To access your services from the public Internet, you need either a static IP address or a dynamic DNS service. A dynamic DNS service automatically updates the DNS records when your IP address changes. I used noip for my dynamic DNS service. It is free and easy to use.

Port forwarding is a technique to forward traffics from your home router to IP addresses within your private network. For example, you can forward traffic from port 80 on your router to the IP address of your Raspberry Pi cluster.

Fortunately, my router supports both dynamic DNS and port forwarding, so all I needed to do was configure it.

2. Dynamically provisioning persistent volumes using NFS server & provisioner

A persistent volume is a storage provisioned for use with pods allowing data to persist beyond the life of a pod.

Though the guide I followed included a section on setting up persistent volumes using NFS, I decided it would be simpler to run an NFS server outside the cluster. And I also wanted to use a provisioner. Without provisioner, administrators must manually create a persistent volume (PV) and persistent volume claim (PVC) for each service.

Following this guide, I setup a NFS server, provisioner and StorageClass. This setup enables the dynamic provisioning of persistent volumes, meaning that when you deploy a service requiring a persistent volume, the provisioner automatically creates a PV and PVC for you.

3. Controlling cluster outside the local network

After setting up the cluster, the kubeconfig file references the cluster's internal IP addresses (e.g., 192.168.x.x), allowing control only within the same network.

But what if you need to deploy a new service via CI/CD or monitor the cluster remotely?

3-1. Adding a new hostname to the Kubernetes API server

In such cases, you must add a new name (e.g., a hostname or IP address) to the Kubernetes API server certificate as a Subject Alternative Name. The method varies based on your Kubernetes installation. Since we used kubeadm, you can follow one of these two guides: #1, #2.

Now, you can connect to the cluster using this new name.

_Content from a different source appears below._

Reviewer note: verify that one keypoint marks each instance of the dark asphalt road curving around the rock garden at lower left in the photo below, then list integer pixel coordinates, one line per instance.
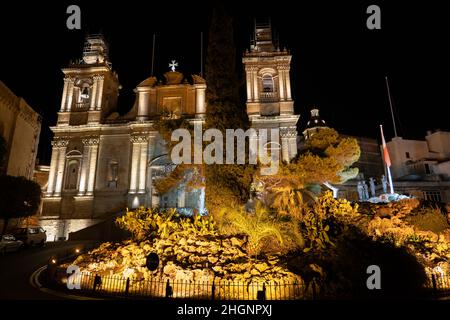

3-2. Issuing a certificate for a user with limited access to the cluster

You might also want to issue a certificate for a user with limited cluster access. In this scenario, you can refer to this page to learn how to issue a certificate for a user and create roles and role bindings for them.

4. Cert-manager

Looking for a way to secure your services with TLS certificates? Cert-manager is a Kubernetes add-on to automate the management and issuance of TLS certificates from various issuing sources. I am using Let's Encrypt as an issuer, with Cert-manager automatically renewing certificates for me. To set up Cert-manager with Nginx Ingress, check out this guide.

What can I do with my own k8s cluster?

Now, by hosting services on a Kubernetes cluster, I only have to worry about the electricity bill. The first thing I did was deploy a WordPress site to ensure every part of the cluster was working. It was working like a charm!

Looking at logs and complex graphs gave me a taste of being an administrator. I thought about diving even deeper into managing my cluster, but I decided hold off on that for now.

Conclusion

This projrct has been a rewarding journey. Not only did I learn about Kubernetes, but I also got hands-on experience with Linux commands and networking. This experience taught me the value of patience, especially when it comes to troubleshooting and solving problems.

I'm proud of what I've built. The blinking lights on the Raspberry Pis constantly reminds me that the code I've written isn't just floating around in the digital ether—it's running on real, physical hardware. This realization demystifies the process, making the technology feel more accessible and less like magic.